# Decal and phone number--Whatch think?



## autumnrider (Feb 2, 2010)

Thinking about putting a decal and my phone number on my rear truck window. Purpose of doing so--to help live stock farmers and to gain more property for hunting yotes. It also may open gates for turkey and deer.

What do you think??


----------



## marcwa (Feb 23, 2010)

Personaly I wouldn't do it. I think it would cause more problems for yourself. The best way to get permision to hunt is to just knock on doors. You will have to get used to the word "NO" but remember if you don't ask the answer is already NO so why not try it out. That is all they can say and remember to do it while scouting and not dressed in all camo. Do it more profesionaly and you will get more people to say yes by setting yourself apart from the rest of the guys out there. They don't want someone who is going to trash their property.


----------



## predator_hunter (Feb 7, 2010)

I would't do that.People are funny about who they let hunt on there land.
I found it is best to ask at least a week ahead of time.Never show up ready to hunt with gun in hand.


----------



## Brian Downs (Jan 30, 2010)

I had some business cards printed up and I hand them out. Just imagine some anti getting your number and giving it out to everyone.


----------



## mjllag (Feb 19, 2010)

I have always had good luck just knocking on doors and asking for permission. There are a lot of farmers who won't let you deer hunt but are happy to have someone shoot or trap coyotes after deer season is over. I would be leary of giving out my phone number to the general public in hopes of finding a place to hunt, but who knows-it might work.


----------



## ReidRH (Feb 1, 2010)

Not a good Idea! Now Days you would be amazed at the information (PRIVATE) that you can get on someone Just from a Telephone Number!!! take an Ad in a news paper or a statewide publication with an email address ( Not Your Personal ) rather than give out YourTelephone Number to who ever would write it down.

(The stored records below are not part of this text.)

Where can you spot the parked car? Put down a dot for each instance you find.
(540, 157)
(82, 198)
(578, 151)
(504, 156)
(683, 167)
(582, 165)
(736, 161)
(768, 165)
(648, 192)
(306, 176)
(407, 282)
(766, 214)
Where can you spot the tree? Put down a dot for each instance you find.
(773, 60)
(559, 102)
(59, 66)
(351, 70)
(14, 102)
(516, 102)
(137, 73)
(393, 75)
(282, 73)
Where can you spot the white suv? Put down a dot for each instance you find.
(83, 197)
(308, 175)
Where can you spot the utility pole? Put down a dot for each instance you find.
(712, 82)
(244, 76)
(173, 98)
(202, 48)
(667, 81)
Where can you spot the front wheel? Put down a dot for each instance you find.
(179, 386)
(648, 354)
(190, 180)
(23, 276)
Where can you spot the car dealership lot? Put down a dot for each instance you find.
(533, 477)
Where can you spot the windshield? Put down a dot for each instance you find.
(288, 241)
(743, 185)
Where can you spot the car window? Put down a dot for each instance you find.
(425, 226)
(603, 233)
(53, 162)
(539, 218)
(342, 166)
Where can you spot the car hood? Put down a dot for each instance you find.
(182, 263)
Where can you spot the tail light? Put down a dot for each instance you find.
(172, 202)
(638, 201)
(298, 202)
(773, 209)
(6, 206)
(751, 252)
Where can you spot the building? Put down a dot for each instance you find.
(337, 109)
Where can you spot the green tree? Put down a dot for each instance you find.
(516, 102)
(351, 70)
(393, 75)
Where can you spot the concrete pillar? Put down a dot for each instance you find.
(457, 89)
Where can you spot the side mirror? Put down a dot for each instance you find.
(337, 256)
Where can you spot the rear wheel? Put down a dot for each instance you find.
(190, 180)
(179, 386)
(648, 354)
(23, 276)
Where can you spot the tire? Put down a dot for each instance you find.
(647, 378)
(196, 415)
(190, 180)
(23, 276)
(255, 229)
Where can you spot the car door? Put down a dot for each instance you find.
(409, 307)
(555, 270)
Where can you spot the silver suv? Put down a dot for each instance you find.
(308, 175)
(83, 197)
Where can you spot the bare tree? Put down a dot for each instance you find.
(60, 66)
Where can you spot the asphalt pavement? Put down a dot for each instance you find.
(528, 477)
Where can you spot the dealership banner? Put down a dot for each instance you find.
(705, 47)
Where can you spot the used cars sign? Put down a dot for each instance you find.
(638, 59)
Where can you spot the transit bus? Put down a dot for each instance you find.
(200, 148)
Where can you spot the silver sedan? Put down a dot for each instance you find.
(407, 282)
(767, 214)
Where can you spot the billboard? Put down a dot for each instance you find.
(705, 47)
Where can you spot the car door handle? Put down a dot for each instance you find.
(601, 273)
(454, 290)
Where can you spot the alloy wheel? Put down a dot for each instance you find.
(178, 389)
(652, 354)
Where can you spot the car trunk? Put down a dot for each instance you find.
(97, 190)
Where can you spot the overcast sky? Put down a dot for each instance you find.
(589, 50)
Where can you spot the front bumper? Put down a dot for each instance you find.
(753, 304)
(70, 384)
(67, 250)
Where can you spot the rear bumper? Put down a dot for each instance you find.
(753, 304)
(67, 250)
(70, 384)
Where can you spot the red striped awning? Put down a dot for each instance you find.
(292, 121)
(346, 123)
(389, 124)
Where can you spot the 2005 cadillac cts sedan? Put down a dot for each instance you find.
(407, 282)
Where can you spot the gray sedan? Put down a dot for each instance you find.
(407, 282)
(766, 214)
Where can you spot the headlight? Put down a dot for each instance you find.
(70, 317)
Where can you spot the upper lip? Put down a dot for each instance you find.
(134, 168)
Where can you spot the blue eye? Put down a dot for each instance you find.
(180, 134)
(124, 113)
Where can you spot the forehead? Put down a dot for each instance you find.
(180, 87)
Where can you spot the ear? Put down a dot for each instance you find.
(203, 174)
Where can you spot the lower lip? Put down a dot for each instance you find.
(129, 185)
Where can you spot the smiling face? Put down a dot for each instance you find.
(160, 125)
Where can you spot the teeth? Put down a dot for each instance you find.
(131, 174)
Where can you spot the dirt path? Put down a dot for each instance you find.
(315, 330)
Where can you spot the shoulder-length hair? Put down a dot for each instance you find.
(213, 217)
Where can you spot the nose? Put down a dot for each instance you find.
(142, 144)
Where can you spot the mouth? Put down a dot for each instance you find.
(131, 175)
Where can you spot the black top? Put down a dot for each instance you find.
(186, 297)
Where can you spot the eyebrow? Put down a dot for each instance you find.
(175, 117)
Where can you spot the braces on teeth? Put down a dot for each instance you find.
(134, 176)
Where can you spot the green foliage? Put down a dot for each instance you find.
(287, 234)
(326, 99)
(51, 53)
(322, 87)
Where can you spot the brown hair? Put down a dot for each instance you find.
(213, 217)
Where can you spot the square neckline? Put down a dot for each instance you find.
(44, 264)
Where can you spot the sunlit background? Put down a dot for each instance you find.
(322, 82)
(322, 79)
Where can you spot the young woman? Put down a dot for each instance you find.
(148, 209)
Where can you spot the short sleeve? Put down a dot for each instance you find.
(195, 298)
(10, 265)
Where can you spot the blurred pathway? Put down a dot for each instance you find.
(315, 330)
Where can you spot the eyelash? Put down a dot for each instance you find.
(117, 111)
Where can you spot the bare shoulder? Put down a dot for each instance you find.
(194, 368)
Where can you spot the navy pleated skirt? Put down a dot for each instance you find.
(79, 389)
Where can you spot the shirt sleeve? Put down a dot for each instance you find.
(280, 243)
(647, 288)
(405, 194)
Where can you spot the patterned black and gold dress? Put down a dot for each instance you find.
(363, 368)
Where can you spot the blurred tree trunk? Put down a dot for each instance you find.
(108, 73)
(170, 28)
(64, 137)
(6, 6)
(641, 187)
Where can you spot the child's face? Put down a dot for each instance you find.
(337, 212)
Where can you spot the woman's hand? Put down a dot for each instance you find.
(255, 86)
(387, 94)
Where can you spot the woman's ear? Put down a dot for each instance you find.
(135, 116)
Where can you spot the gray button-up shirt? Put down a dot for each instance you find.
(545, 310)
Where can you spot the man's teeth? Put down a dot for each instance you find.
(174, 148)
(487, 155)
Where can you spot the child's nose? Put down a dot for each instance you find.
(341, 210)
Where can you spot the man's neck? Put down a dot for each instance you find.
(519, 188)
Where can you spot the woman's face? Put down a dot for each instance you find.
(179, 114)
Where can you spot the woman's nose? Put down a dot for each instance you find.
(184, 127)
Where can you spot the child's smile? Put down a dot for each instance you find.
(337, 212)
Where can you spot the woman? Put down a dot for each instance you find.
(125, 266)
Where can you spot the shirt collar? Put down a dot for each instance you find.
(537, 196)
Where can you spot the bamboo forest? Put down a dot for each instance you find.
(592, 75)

You Might want to print up an add and post it at the Local Livestock Sale Barns, or perhaps Grain Sale Places, anywhere Joe Farmer would Visit.


----------



## SaskCan (Feb 24, 2010)

I will never put my number on my vehicle again, I do some Outfitting/guideing up here and had my buisness info on my truck, I was out hunting on my own for whitetail, got to the land I had permission on and parked my truck on the side of the road and went for a walk. When I got home that night, I got a call from a fish and wildlife officer saying a landowner had called in with my info, and I was illegally Outfitting/Guideing on his land. Turns out it was the guy who owned the land on the opposite side of the road to where I was walking. Just a headache I dont need. 
I have been thinking about getting door magnets made up, then I can take them on/off when I want to.


----------



## autumnrider (Feb 2, 2010)

great points guys. Liked the one about posting info at places that farmers go. Did not think this compleatly through. To my fellow members, thanks for stepping up and saving me a lot of trouble.
How about just putting the decal on the truck and it only say "Predator Hunter" or something of that nature. That way if someone sees it, they could ask about it.


----------